Пробегавший пацан запустил в нее камнем.
Попал.
Пес взвизгнул и скрылся за покосившейся стеной амбарной пристройки, взметнув тучу пегой, густо рассыпанной по земле муки.
Как же все это не вовремя…
…Мы шли по пыльной улице, словно сквозь строй; бабское шушуканье ползло следом, ладошка Оллы подрагивала в моей руке, а на шапке сияла, разбрасывая лучи, нефритовая ящерка, герб гильдии борсоннских врачевателей; никто не посмеет поднять руку на лекаря, хранимого самим Третьим Светлым, ибо всякому ведомо: гнилая трясучка настигнет злого обидчика, и не будет ему исцеления.

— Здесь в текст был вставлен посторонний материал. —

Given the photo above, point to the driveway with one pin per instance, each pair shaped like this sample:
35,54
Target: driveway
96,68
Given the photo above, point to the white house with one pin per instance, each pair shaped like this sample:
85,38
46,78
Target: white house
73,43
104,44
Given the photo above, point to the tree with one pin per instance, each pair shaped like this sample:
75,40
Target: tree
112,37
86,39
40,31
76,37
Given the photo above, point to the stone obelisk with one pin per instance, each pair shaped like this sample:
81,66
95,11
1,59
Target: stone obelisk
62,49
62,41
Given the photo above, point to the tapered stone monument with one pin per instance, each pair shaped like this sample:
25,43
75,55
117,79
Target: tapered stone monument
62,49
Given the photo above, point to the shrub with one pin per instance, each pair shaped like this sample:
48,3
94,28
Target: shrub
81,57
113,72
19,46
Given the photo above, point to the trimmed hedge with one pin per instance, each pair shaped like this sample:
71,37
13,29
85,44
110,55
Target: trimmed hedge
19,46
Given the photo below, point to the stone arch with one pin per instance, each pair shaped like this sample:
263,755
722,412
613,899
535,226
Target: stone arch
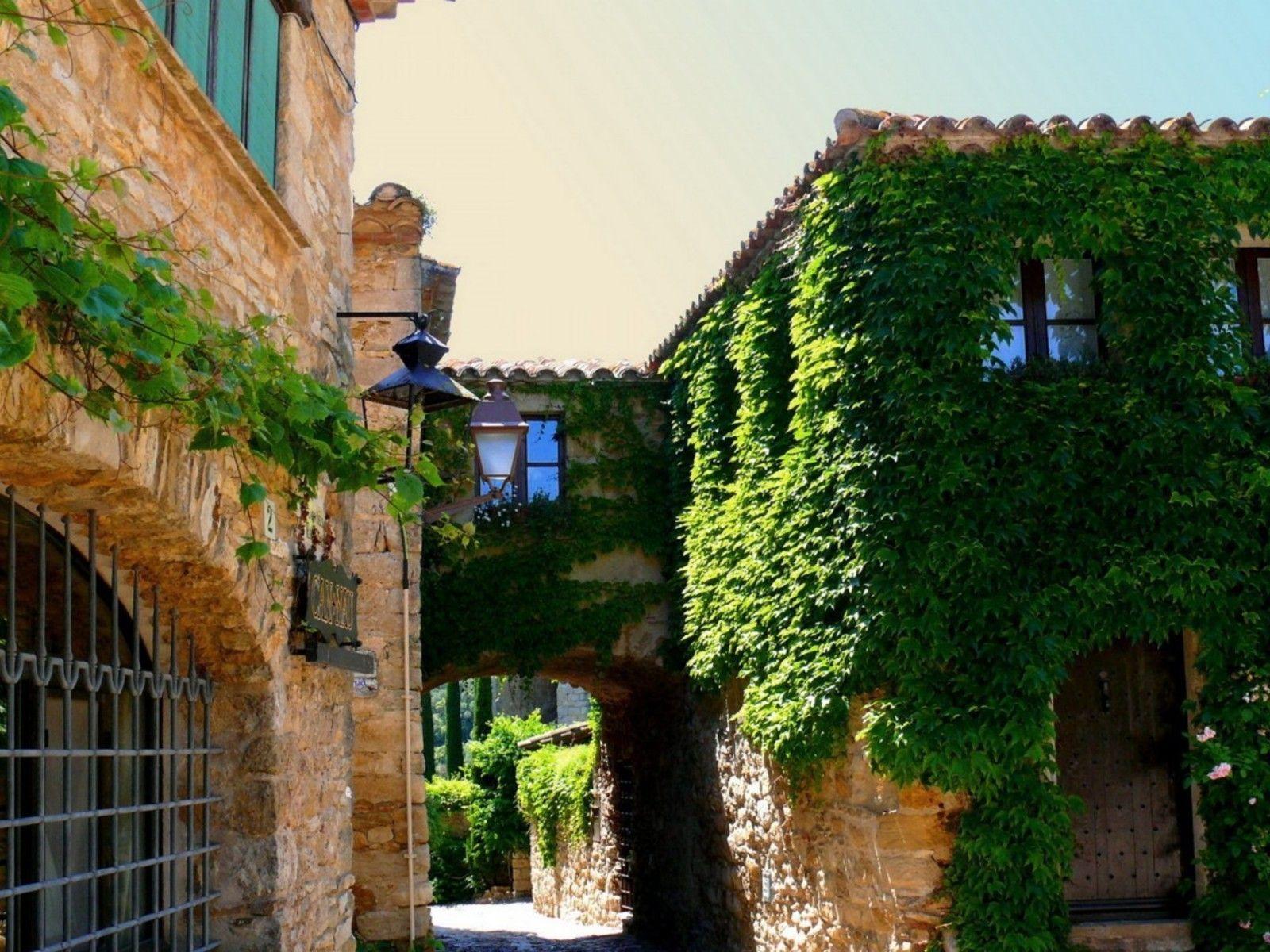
175,516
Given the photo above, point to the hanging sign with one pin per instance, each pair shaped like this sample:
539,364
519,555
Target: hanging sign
327,617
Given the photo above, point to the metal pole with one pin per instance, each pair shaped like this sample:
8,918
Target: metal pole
406,679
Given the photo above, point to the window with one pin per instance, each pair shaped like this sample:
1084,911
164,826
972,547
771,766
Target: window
1053,314
232,48
105,803
540,470
1253,270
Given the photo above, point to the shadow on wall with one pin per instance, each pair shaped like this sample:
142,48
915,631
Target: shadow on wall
690,890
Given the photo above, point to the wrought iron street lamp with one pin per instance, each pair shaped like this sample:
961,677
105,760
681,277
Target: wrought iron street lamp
498,432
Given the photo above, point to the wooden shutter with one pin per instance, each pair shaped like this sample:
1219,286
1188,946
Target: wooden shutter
159,12
232,37
192,36
262,99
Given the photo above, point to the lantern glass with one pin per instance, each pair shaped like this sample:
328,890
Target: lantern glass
495,450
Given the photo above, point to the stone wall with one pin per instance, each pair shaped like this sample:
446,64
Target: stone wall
728,858
285,824
582,885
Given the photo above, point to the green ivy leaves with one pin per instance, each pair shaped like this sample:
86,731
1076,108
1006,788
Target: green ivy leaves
522,560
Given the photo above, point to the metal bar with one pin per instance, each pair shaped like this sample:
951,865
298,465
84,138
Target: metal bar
346,315
41,727
140,879
117,928
171,766
55,754
156,780
93,765
118,869
116,685
207,819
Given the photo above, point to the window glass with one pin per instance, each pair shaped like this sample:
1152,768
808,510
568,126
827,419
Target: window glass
262,102
230,76
1264,295
544,482
541,442
1072,342
1068,290
1013,348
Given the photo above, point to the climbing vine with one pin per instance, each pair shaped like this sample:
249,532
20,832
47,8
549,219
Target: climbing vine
518,590
878,511
102,317
554,789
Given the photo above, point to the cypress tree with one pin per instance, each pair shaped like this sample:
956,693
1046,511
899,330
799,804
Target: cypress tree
454,729
429,739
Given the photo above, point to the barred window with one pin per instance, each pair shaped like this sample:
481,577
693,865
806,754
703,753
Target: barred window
232,48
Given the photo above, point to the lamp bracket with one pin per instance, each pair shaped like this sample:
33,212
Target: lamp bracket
419,319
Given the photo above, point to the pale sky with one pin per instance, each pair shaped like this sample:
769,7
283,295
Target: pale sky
594,163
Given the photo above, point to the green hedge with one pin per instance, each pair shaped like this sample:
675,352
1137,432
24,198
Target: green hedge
497,825
556,795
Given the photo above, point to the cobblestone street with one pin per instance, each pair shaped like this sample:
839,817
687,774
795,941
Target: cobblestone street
514,927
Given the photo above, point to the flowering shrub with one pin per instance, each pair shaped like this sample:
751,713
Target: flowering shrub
873,511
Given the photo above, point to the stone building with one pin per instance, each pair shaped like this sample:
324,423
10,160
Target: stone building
247,131
722,850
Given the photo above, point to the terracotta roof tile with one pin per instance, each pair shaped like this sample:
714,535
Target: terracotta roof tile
543,371
975,133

Так что хоть и рассматривали нас исподлобья, радости не выказывая, но и слова худого никто не сказал. Идете, мол? Ну и ступайте себе своей дорогой, а в наши дела носы не суйте. А некая румяная тетка, подбоченившись, снизошла и до беседы.
Вот только ни о каких демонах она знать не знала и говорить не хотела.
Зато я узнал, что на постой она меня, хоть в лепешку я разбейся, никак не примет, хотя в девках и была такая бойкая, аж мама-покойница об задницу три плетки истрепала, пока замуж не выдала, а зато теперь — все, ни-ни, теперь она есть мужняя жена, а потому как муж, храни Вечный кормильца, пошел к королю, господ изводить, так, знамо дело, выходит, и болтать с кем ни попадя ей не след, не то сплетницы-завистницы мужу, храни Вечный кормильца, всякое нашепчут, потом и не отмыться…
— Так что иди-ка ты, сеньор лекарь, куда шел, подобру-поздорову, вот такой тебе мой совет, и девчонку свою уводи от греха, да, а ежели надо тебе вызнать чего, так иди вон туда, к Лаве Кульгавому… Видишь? Бона, третий домина отсюдова. С Лавой, коли не прогонит, и поговоришь; он господ уважает, а мы, обчество то есть, ему не указ…
Тут тетка аж привзвизгнула.
— Ништо, кума, недолго уж, — поддакнула румяной другая, худющая, — вот возвернутся мужики, мы ему покажем!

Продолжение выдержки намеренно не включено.